Gilmar Mendes declarou-se convencido de que a Lava-Jato tem cometido arbitrariedades e defende abertamente que a Justiça ponha um freio nesse movimento, sob pena de instaurar-se um Estado autoritário no Brasil (palavras dele). É possível que em certas etapas a Operação Lava-Jato tenha cometido excessos ou abusos no afã de não deixar escapar figurões inquinados em acusações de envolvimento com práticas de corrupção ou desvio do dinheiro público. No regime democrático como o que está em vigor, os eventuais abusos ou excessos da Lava-Jato foram coibidos sequencialmente à medida que prosperararam as denúncias e que elas foram comprovadas. Em organizações criminosas com inúmeros tentáculos como as muitas que têm sido investigadas ou devassadas pela Lava-Jato, é possível que uma ou outra medida tenha sido equivocada – mas não tão equivocada a ponto de suprimir liberdades ou direitos individuais. A Lava-Jato foi criando os próprios antídotos aos excessos eventuais, os anticorpos necessários para que a Justiça seja praticada na plenitude. Já quanto ao ministro Gilmar e seus atos, em certos episódios, ele se mantém inimputável, fora do alcance de qualquer punibilidade.

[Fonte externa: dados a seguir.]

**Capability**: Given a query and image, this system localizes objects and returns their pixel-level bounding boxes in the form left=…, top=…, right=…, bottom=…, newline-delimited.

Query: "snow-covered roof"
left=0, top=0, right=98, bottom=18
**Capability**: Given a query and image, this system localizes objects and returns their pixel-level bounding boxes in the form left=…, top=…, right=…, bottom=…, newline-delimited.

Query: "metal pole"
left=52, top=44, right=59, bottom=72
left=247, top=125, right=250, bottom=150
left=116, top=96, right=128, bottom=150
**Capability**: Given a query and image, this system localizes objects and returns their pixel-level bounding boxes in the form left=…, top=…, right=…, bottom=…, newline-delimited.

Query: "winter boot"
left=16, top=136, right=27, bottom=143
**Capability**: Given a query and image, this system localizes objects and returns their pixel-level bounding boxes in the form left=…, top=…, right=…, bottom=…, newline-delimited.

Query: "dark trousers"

Um dos casos emblemáticos envolvendo a postura questionável do ministro Gilmar Mendes foi a concessão de habeas-corpus ao empresário Jacob Barata Filho, barão do setor de transporte no Rio, acusado de pagar propinas a agentes públicos em troca de vantagens. Gilmar foi padrinho de casamento de uma filha de Barata Filho, que, além disso, é sócio de um cunhado do ministro em uma empresa de ônibus. A mulher do ministro, Guiomar Feitosa, trabalha no escritório de advocacia encarregado de defender Barata Filho. Se tudo isto não configurar uma situação incestuosa, então tudo é permitido no país. A expectativa era a de que Gilmar Mendes se declarasse impedido para julgar o caso. Em vez disso, ele deu o habeas-corpus que o investigado queria. Gilmar subverteu a Lei que ele tem a obrigação de aplicar. Como confiar num magistrado assim?
Além de liberar presos da Lava-Jato, Gilmar Mendes tem se insurgido contra outros pilares da operação. Considera que ela faz uso abusivo das prisões preventivas, que julga alongadas demais. Acha que estas podem estar sendo usadas como instrumentos de tortura para forçar delações. Também não se sente confortável com os termos em que vêm sendo seladas as delações premiadas que, para ele, prometem muito e entregam pouco, além de ferir preceitos legais. Se depender dele, a delação do empresário Joesley Batista, que caiu como uma bomba sobre o governo do presidente Michel Temer, será cancelada.
É esta a Justiça que queremos? Não, não é!
Nem podemos aplaudir posturas de ministros como Gilmar Mendes!
O Brasil acordou para muitas coisas. Mas ainda está fechando os olhos para outros absurdos, esta é que é a verdade.